Dove sei quando scrivi? Sia fisicamente che mentalmente
Fisicamene nel mio studio di Pescara e a volte in quello di San Severo, dove però vado molto di meno dopo la morte della mia mamma, che mi ha segnato profondamente. In entrambi i casi, circondato da libri. A questi ultimi ho dedicato, dedico e dedicherò la mia intera esistenza, e mi riferisco alle opere altrui. Mentalmente sono calato full time nella storia che di volta in volta scrivo. Non solo con l’inventiva, ma anche con i materiali di documentazione, che sono in larga parte cartacei. Non mi fido molto della rete. Vivo la mia stessa narrazione come se appartenesse a un’altra persona e non riesco ad andare avanti se non mi stupisco delle pagine che butto giù.
Come scegli le tue vittime, e i tuoi assassini?
Come sai, frequento soprattutto la spy-story, dove il confine tra assassini e vittime non è così marcato come nel thriller vero e proprio. Ancor meno quello tra buoni e cattivi. Il mio maestro è John Le Carré, cantore di un mondo in cui sono saltati tutti gli appigli etici e ideologici. Anche quando scrivo dei gialli veri e propri, applico questa premessa. Quindi spesso le vittime meritano il loro fato letale e gli assassini hanno motivazioni profonde, che trascendono le leggi.

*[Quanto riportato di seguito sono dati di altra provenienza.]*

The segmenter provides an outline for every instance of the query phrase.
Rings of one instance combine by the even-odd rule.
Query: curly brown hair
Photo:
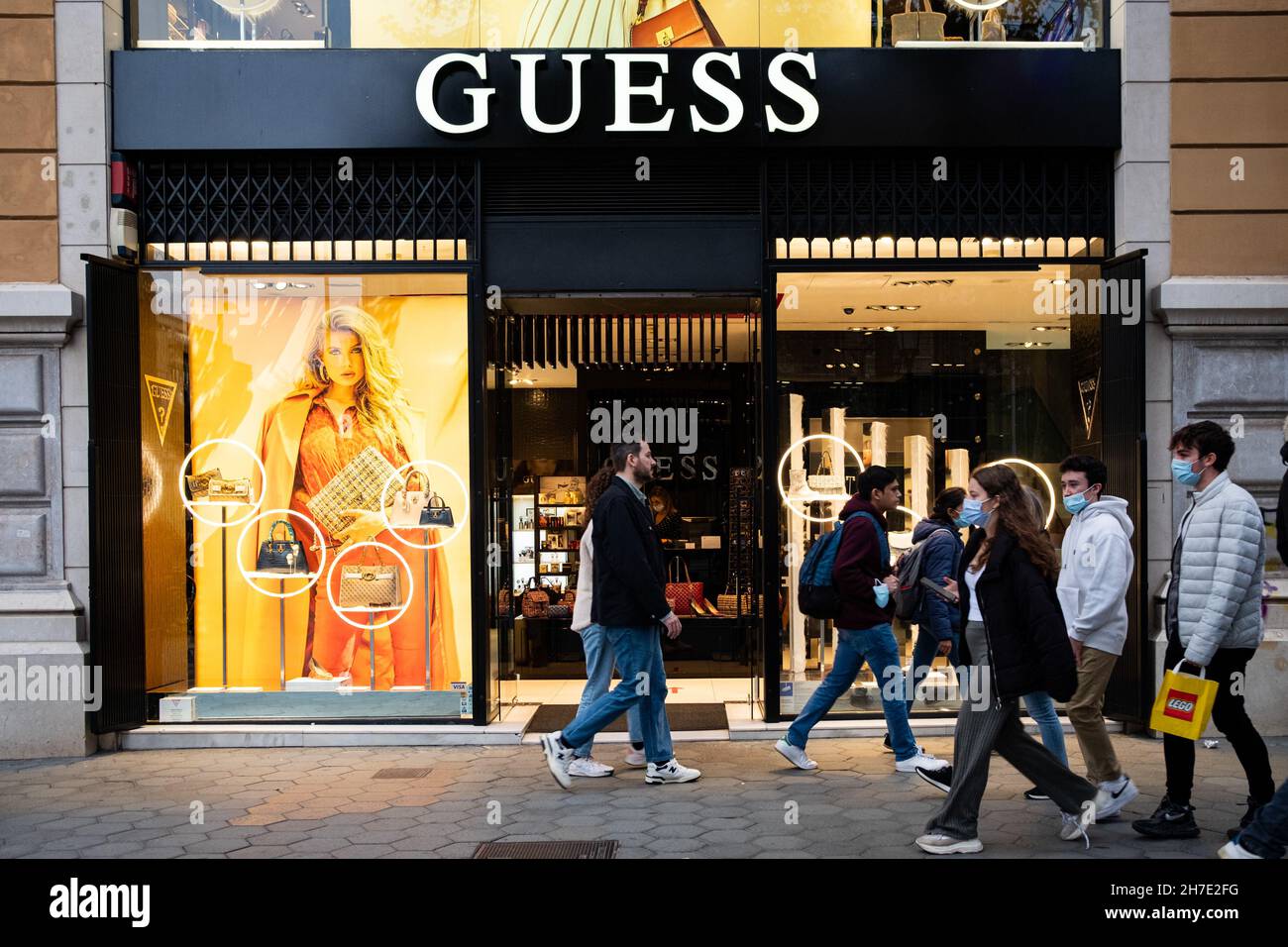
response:
[[[613,469],[613,459],[609,457],[586,483],[586,519],[581,527],[582,536],[586,535],[586,527],[590,526],[590,517],[595,512],[595,504],[599,502],[599,497],[603,496],[605,490],[608,490],[608,484],[613,482],[616,475],[617,472]]]
[[[971,479],[979,483],[980,488],[997,501],[993,515],[998,518],[998,527],[1011,533],[1020,549],[1029,554],[1029,559],[1038,567],[1038,571],[1050,581],[1060,577],[1060,557],[1047,540],[1042,521],[1033,510],[1033,502],[1020,486],[1019,477],[1005,464],[992,464],[978,466],[971,473]],[[979,567],[983,569],[988,564],[988,554],[993,546],[993,540],[985,537],[979,549]]]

Qual é il tuo modus operandi?
Ho di continuo idee dai possibili sviluppi narrativi, perciò devo fare una cernita. Fortunatamente per me, capita spesso che mi si chieda per vie professionali di scrivere qualcosa di specifico. Allora comincio a lavorare sulle basi realistiche della vicenda. Quando si tratta di ambientare qualcosa nel passato, rivado all'epoca dello sfondo e la assimilo finché viaggio in una macchina del tempo virtuale che mi permette di essere presente sulla scena dei fatti.Se invece il plot è contemporaneo, scelgo sempre argomenti che non siano troppo legati all’attualità, ma le precorrano o al contrario la inquadrino in una cornice di persistenza. Insomma cerco di ottenere un risultato che non invecchi troppo presto. O mai.
Chi sono i tuoi complici?
Non ne ho. Evito di raccontare a mia moglie e agli amici qualsiasi cosa del work in progress. Temo che “sfogarmi” in anticipo tolga impeto al bisogno di sviscerare tutto per iscritto.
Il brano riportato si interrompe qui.